僕は奏者を愛してしまいました。
一章:捨てられた楽器

新しい持ち主


三月下旬。


「寒っ」


急行電車からホームに降りるなり、少女は思わず呟いた。
風になびく髪を抑えつつ、ミニスカートを履いてきたことを後悔する。

ポシェットから切符を取り出して改札を抜けると、コートのポケットから小さなメモ帳を出して開いた。


「喫茶クラヴィーア……」


メモと同じ店名の喫茶店は、駅前すぐにあった。
木製のドアをゆっくり開け、ジャズの流れる店内に入る。

目的の人物は、すぐに見つかった。


「樋渡さん、かい?」


少女──樋渡海音(ひわたり・かいと)の姿を認め、ボックス席でコーヒーを飲んでいた男性が、声をかけてきたのだ。

茶髪を短く刈り込んだ、優しそうな顔立ちの男性である。
テーブルの下には、黒く四角いケースが置かれている。


「あの、長峰さんですか」

「えぇ、長峰秀人(ながみね・ひでと)です。
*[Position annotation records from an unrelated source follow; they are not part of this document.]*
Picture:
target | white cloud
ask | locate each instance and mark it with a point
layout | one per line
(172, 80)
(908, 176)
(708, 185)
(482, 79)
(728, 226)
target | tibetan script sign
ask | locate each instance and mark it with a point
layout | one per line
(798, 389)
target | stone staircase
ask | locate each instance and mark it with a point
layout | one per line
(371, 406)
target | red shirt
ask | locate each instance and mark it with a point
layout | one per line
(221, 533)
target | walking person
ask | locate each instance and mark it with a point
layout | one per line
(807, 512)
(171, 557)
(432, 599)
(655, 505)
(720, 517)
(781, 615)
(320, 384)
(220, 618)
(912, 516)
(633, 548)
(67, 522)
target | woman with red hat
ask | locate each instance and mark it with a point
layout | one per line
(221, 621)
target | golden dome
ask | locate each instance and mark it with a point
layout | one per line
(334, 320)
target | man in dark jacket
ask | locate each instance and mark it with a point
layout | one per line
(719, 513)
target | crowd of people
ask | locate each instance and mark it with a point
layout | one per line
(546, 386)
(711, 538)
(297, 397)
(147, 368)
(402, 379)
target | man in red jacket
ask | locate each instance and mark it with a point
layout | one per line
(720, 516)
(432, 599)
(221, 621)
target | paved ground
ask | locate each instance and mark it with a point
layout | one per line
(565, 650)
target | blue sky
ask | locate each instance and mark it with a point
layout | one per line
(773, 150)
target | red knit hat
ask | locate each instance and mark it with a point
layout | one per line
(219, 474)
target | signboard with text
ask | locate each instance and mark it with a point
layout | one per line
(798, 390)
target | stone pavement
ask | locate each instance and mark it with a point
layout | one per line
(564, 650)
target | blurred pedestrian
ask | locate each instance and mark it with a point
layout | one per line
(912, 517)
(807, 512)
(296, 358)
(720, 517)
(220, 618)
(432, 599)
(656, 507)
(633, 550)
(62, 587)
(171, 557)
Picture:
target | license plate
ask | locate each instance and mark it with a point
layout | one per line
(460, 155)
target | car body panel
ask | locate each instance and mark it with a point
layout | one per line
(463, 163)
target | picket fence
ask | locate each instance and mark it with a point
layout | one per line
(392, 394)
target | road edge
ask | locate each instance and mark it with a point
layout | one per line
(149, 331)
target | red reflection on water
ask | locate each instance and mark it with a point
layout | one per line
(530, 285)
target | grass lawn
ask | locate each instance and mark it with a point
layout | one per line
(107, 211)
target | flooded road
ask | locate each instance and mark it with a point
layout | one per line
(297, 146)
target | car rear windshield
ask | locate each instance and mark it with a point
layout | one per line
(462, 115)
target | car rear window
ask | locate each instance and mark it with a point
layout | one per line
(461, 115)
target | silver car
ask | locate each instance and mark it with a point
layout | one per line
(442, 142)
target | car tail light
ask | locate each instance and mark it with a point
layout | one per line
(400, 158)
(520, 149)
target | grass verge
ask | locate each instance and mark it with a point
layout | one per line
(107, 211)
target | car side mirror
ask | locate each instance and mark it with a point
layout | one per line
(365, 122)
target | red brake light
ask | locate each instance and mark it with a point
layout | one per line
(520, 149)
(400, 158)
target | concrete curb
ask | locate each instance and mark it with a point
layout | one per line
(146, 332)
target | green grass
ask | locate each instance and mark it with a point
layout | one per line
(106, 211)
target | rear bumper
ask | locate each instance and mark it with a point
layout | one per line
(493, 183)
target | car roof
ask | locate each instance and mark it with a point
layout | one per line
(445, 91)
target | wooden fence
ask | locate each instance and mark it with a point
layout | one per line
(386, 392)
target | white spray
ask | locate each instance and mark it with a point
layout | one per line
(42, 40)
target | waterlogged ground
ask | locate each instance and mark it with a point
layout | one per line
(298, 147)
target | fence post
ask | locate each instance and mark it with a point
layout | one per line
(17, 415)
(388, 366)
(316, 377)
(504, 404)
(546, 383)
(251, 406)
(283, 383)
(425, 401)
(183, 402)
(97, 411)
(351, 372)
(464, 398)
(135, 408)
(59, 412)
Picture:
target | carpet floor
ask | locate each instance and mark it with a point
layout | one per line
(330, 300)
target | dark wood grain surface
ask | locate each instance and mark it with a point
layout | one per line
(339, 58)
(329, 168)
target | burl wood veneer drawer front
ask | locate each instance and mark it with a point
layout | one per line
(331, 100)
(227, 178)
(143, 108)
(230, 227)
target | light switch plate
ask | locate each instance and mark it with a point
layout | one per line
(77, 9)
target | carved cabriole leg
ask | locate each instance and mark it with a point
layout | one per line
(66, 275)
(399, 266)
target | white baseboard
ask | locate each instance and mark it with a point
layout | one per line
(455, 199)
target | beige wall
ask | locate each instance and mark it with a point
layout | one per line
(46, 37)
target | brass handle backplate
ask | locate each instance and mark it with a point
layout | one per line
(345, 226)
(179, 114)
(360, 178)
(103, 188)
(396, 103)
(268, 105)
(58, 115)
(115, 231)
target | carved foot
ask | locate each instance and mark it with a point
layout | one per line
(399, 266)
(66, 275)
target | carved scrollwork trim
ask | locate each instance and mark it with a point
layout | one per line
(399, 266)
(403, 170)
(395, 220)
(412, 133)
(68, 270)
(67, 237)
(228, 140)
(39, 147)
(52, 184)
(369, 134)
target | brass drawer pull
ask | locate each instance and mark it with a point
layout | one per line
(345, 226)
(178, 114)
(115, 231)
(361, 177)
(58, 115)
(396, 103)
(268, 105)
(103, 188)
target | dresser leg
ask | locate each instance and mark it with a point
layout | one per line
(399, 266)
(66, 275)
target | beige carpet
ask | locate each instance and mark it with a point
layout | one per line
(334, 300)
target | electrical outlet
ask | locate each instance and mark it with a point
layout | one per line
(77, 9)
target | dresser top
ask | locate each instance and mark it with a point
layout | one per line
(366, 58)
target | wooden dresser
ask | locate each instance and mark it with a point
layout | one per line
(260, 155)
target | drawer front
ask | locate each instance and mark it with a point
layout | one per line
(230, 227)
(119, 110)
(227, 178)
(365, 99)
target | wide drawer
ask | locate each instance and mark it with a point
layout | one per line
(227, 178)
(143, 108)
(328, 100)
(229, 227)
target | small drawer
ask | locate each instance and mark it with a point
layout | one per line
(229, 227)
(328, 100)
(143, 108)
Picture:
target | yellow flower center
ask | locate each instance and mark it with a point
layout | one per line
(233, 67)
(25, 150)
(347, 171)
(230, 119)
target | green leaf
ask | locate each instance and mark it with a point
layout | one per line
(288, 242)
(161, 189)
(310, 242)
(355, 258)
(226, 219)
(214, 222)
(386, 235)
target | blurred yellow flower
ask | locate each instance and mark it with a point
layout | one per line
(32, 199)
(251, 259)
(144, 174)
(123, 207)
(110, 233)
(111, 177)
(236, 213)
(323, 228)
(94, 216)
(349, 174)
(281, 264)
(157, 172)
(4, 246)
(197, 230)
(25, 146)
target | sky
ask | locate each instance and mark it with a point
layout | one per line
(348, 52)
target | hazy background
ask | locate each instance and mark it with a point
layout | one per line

そちらにどうぞ」


秀人に促されるまま、海音は彼の正面に座った。

ブーツを履いた爪先がケースを蹴飛ばさないように、足を椅子の下に入れる。


「すまないね、遠いところをわざわざ来てもらって」

「いえ、大丈夫です」

「寒かっただろう?何か温かいものでも注文して。お代は僕が出すから」


近くを通りかかった店員を秀人が呼び止める。
海音はほとんどメニューを見ないまま、小さく「ホットココアを」と注文した。